The history of Longue-Pointe began in 1665 when the Sulpicians, the seigneurs of the Island of Montreal, started granting land in the east. From 1674 to 1719, its inhabitants belonged to the Pointe-aux-Trembles parish. 1722 saw the foundation of the Saint-François-d’Assise parish. The stone church facing the river was attended by the local population, as well as some parishioners from Côte-Saint-Léonard, a concession a little further up north still in want of a place of worship. The 1825 census revealed a handful of craftspeople and traders within the locality who had their shops near the parish church. The population of 791 was clustered around the town centre.

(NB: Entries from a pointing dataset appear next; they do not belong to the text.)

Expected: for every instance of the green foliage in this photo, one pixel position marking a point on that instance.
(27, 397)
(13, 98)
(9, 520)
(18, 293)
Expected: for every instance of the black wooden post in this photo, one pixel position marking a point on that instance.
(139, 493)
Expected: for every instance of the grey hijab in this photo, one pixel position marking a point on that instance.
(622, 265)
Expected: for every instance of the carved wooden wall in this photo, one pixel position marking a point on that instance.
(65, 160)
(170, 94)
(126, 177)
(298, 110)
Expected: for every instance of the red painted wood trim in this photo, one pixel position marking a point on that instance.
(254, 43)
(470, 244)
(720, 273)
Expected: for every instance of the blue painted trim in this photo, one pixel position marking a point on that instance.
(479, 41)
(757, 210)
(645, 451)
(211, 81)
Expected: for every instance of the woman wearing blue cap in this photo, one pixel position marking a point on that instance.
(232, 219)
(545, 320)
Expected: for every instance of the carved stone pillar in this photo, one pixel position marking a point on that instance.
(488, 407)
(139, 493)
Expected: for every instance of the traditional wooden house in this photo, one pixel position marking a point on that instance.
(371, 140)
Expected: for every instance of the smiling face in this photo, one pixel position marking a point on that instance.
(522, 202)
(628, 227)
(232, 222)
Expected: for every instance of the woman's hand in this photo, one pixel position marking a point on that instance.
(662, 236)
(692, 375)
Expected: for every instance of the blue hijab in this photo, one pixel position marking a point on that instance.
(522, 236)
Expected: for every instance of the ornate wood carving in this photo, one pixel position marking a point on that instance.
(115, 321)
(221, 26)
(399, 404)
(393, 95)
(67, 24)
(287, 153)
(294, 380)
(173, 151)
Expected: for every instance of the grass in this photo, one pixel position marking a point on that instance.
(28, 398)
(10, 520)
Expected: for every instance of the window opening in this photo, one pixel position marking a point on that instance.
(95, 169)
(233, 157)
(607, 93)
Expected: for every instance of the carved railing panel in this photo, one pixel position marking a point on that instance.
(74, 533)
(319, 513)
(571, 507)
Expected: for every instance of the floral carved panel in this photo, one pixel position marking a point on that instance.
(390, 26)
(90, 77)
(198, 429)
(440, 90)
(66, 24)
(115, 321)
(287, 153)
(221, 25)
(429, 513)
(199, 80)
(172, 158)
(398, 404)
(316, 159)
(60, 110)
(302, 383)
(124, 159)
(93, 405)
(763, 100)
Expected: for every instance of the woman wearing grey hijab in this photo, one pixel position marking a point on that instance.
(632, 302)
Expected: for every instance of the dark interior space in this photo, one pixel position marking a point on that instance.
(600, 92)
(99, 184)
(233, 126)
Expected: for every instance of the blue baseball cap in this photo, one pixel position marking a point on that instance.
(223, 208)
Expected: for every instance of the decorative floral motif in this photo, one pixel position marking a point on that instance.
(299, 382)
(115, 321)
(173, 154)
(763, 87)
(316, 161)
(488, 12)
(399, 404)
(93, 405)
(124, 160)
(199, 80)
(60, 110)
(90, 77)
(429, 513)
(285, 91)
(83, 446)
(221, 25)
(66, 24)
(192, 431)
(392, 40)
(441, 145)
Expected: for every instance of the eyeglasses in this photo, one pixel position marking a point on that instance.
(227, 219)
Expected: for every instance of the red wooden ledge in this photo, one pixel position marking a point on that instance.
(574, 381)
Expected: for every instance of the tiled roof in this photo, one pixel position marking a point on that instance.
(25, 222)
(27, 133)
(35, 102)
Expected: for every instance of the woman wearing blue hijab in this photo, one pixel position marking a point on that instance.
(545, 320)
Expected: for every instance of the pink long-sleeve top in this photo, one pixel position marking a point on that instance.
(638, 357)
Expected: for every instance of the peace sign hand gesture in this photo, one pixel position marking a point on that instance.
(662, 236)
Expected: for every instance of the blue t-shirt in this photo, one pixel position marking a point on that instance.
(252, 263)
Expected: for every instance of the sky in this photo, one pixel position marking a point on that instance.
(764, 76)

In the second half of the 19th century, a few streets were opened north and south of the public road (Notre-Dame Street) as larger institutions started coming to Longue-Pointe. Already present in the region since 1846, the Sisters of Providence founded the Saint-Jean-de-Dieu Hospital in 1873, as the Brothers of Charity were opening the Saint-Benoît-Joseph-Labre Asylum to treat men of the wealthy class.
Towards the end of the end of the 19th century, the town of Longue-Pointe became a major holiday destination. To escape the hectic pace of the city, upper-middle-class families owned villas “in the country”, meaning around the periphery of the Island of Montreal. Longue-Pointe became the home of such famous historical figures as Sir George-Étienne Cartier who would stay at his villa named Limoilou. The Dominion Park, opened from 1906 to 1937, was an important entertainment centre in Longue-Pointe. Famous for its state-of-the-art rides, it boasted being the largest amusement park in the world.